Typically the fan would turn On at about 210F. (which is the 30F spread you mentioned). Now it's 223F when the fan actuates.
Maybe I should have explained that the coolant temp. climbs above historical normal when the car is sitting at a stop light. Which is normal behavior for any vehicle with no cooling air flow. If I move down the highway, the temp. returns to the 180F mark. It will remain at 180F on a 95F day while cruising down the highway.

 

The point is: the cooling fan is coming on at a higher temperature than it ever did before I changed the sensor. By any metrics that I can find, the fan On/off is not operating as factory designed. Not covering anything up. When the fan finally does turn ON, the coolant temp. visibly cools back down to about 190F because of hysteresis.

Typically the fan would turn On at about 210F. (which is the 30F spread you mentioned). Now it's 223F when the fan actuates.
Maybe I should have explained that the coolant temp. climbs above historical normal when the car is sitting at a stop light. Which is normal behavior for any vehicle with no cooling air flow. If I move down the highway, the temp. returns to the 180F mark. It will remain at 180F on a 95F day while cruising down the highway.

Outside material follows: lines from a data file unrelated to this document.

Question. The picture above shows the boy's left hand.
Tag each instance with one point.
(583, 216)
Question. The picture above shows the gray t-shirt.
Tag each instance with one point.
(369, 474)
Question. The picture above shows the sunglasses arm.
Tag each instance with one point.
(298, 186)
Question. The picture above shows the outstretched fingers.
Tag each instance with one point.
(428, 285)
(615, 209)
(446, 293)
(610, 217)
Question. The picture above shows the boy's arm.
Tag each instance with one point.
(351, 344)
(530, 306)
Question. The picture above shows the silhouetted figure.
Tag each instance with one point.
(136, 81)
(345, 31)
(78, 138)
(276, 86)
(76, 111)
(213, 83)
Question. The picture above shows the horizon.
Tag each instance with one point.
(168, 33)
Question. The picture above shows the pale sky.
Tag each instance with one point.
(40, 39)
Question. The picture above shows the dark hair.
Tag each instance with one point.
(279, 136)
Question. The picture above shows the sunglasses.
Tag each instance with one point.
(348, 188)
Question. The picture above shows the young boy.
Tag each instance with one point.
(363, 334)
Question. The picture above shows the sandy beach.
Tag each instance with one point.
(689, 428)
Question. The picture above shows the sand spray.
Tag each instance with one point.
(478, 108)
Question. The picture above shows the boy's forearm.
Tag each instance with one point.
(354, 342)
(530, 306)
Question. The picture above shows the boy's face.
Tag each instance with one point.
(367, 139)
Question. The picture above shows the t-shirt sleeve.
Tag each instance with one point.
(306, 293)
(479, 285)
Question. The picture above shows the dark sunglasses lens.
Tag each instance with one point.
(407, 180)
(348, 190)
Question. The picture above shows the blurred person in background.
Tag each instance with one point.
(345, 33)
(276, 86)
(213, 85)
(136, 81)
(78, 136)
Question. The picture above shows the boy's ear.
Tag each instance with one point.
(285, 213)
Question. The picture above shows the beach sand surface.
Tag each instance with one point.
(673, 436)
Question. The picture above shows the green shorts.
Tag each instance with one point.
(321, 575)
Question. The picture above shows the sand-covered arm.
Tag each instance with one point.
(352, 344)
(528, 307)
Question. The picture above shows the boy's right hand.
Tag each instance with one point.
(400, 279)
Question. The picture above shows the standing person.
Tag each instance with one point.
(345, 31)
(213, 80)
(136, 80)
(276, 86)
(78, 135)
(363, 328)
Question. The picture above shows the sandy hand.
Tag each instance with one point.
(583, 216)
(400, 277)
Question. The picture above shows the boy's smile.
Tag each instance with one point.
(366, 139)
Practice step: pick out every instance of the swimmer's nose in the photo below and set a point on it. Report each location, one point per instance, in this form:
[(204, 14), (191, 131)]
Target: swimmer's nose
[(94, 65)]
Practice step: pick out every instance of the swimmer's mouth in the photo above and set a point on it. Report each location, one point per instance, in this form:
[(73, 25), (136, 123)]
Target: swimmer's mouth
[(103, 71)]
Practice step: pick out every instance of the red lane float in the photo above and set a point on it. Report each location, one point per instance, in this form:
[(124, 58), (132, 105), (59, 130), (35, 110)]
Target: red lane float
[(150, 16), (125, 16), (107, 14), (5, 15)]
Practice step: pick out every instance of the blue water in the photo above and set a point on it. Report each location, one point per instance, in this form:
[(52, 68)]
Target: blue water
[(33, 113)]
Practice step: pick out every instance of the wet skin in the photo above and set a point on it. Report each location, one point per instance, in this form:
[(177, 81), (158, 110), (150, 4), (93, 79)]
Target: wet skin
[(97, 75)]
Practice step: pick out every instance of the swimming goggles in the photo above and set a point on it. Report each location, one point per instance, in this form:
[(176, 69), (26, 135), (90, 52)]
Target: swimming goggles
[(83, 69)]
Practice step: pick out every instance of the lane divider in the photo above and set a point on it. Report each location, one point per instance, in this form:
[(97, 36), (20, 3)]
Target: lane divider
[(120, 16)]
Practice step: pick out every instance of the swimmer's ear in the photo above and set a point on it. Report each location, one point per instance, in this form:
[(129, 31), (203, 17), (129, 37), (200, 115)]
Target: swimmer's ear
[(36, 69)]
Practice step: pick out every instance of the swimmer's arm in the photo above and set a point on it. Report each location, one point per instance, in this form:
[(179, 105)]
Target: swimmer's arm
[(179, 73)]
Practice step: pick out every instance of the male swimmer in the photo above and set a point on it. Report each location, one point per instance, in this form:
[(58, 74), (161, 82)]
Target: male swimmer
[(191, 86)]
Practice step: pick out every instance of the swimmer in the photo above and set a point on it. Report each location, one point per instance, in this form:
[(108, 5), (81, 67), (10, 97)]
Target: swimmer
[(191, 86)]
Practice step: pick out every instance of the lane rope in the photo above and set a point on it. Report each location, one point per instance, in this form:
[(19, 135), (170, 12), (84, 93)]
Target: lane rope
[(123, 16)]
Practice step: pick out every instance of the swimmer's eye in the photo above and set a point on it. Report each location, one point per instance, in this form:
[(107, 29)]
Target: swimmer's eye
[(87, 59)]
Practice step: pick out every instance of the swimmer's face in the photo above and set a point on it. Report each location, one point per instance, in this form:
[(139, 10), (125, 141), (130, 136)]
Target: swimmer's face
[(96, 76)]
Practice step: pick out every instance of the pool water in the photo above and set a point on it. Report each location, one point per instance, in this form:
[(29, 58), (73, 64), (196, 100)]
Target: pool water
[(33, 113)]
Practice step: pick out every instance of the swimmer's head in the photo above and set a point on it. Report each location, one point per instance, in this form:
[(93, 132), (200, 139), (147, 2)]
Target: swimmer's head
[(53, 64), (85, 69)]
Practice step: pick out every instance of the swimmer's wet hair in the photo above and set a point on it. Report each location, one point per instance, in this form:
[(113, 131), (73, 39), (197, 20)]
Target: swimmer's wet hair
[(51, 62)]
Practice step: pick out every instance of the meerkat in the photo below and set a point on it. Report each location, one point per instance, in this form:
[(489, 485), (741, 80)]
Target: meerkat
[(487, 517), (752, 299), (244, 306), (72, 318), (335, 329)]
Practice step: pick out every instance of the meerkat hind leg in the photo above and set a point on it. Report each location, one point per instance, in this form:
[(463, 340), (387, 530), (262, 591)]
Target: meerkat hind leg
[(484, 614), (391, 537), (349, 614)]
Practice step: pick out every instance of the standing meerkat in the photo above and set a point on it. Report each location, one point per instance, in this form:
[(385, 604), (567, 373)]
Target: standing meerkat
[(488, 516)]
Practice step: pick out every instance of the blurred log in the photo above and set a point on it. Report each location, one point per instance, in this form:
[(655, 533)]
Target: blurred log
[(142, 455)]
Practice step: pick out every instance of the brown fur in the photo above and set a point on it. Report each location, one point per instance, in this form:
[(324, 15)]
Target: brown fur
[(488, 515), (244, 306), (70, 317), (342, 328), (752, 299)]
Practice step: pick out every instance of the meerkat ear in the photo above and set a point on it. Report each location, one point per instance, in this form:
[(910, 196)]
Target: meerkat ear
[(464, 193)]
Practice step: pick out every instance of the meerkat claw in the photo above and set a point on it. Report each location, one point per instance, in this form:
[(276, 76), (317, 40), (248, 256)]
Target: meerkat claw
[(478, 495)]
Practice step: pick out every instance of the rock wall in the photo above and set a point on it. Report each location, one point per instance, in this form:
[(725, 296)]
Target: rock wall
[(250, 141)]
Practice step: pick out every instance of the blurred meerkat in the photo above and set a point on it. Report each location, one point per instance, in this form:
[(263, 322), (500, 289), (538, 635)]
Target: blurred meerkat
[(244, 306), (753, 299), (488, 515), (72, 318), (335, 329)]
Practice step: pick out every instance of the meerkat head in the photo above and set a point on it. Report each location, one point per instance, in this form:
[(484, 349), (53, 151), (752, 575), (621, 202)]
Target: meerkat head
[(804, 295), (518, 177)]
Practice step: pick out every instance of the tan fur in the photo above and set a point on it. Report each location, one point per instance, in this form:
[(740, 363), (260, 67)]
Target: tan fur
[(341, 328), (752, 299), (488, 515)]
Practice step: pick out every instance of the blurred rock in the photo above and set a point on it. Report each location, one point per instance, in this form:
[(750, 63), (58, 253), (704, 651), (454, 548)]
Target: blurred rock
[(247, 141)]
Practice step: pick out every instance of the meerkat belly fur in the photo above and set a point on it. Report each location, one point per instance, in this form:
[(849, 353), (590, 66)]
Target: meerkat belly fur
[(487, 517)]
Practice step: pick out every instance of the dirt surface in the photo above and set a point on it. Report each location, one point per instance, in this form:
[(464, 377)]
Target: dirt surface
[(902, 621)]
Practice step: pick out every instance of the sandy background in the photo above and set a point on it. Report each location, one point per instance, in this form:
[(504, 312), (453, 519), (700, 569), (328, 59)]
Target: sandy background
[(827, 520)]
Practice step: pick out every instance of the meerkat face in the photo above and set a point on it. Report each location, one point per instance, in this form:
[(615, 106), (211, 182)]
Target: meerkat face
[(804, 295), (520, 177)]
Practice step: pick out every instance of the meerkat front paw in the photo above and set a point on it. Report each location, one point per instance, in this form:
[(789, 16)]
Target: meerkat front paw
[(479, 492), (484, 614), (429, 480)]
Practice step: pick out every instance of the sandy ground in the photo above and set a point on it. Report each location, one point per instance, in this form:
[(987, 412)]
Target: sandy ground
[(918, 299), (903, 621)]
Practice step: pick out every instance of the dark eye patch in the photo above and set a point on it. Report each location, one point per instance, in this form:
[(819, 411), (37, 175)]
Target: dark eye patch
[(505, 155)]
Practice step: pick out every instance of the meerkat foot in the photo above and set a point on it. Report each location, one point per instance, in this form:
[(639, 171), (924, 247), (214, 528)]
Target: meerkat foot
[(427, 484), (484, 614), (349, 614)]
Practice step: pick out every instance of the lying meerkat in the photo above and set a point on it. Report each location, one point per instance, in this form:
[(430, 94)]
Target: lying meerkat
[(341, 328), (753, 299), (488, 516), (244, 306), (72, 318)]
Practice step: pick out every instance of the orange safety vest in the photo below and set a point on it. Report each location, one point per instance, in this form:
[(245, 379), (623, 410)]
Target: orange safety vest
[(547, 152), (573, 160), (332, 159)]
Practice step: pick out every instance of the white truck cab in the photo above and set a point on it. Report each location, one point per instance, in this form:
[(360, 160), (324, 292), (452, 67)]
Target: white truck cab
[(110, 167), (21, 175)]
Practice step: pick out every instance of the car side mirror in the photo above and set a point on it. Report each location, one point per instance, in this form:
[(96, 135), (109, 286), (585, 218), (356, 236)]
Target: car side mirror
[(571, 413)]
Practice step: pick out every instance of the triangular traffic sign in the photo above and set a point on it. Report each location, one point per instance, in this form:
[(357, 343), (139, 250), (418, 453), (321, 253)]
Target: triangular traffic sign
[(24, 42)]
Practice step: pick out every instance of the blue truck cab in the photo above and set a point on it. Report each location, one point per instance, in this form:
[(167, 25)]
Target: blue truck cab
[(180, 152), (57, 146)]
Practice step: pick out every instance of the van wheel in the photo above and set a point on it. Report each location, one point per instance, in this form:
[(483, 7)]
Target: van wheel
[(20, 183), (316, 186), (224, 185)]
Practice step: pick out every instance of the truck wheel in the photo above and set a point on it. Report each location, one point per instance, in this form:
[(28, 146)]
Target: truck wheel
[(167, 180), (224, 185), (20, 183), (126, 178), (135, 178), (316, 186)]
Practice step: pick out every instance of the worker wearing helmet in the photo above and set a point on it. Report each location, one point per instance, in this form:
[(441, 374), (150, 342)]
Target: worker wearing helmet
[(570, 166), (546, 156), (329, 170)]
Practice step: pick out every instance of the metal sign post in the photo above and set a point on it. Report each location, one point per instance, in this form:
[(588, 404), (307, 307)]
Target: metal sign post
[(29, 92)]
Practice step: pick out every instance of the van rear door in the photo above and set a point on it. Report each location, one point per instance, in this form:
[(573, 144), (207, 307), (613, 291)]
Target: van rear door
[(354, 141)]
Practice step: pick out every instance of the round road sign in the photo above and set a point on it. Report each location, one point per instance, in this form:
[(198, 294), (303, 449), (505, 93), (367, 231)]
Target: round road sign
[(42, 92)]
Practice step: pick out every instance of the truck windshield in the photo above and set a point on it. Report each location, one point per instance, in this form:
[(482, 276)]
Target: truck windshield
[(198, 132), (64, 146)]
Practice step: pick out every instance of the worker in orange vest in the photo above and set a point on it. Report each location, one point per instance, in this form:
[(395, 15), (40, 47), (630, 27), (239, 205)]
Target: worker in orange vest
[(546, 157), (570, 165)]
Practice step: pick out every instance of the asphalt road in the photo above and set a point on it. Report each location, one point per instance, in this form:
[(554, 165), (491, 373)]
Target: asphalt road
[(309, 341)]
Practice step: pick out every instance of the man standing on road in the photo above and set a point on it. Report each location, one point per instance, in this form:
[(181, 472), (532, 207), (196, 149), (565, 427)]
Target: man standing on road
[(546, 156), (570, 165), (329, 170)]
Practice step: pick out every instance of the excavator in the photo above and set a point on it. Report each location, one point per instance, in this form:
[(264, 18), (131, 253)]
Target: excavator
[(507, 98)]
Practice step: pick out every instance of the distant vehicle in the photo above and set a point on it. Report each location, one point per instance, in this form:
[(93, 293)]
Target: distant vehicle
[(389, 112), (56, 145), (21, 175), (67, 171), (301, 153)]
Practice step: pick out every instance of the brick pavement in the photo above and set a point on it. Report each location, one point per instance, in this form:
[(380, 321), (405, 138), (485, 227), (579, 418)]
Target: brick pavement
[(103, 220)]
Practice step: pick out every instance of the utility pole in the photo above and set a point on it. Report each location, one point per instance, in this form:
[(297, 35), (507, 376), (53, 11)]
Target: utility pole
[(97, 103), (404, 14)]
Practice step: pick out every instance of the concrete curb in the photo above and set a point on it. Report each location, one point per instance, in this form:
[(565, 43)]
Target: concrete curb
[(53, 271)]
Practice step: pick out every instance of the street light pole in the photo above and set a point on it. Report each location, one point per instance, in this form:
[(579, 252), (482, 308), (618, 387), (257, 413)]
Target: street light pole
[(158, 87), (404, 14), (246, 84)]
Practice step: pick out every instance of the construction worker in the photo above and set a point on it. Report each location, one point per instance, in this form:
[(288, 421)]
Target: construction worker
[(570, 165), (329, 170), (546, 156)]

Its definitely a Ntc type sensor, so has it gets hotter the resistance goes lower, so putting a resistor in parallel with the sensor will tell the computer the the temperature is hotter than normal, try a variable resistor first ( say 4K7)to see if you can get it to work at the temperature you need, then substitute it for a fixed resistor if it works.

 

Did not have time to perform any actual work on my car.
However, theoretical analysis:
@210F the measured sensor resistance is 960Ω. I need it to be 840Ω at that temperature.
By adding a 7000Ω resistor in parallel, I get an effective resistance of 840 ohm.
As if I had a single resistor of 840Ω.

840Ω is less than either value of the two resistors.
I'm not sure what is actually happening. Electricity takes the path of least resistance so some voltage is bled through the higher Ω resistor, reducing the effective resistance? Not sure.
I have done some reading here on Allaboutcircuits to help my understanding but, I"m actually more confused.
Anyone care to help explain this?

 

Electricity takes the path of least resistance

In the case of two paths in parallel it takes both paths. The path with least resistance carries more current than the other path.
Put a 6,8k resistor in parallel with the 960Ω to bring the effective resistance down to 840Ω.

 

Electricity takes the path of least resistance

That old saw, which is not literally true, has led a lot of people astray when trying to analyze circuits.
When electricity has more than one path, it takes all the paths, but more electricity will go down the paths with the lower resistances.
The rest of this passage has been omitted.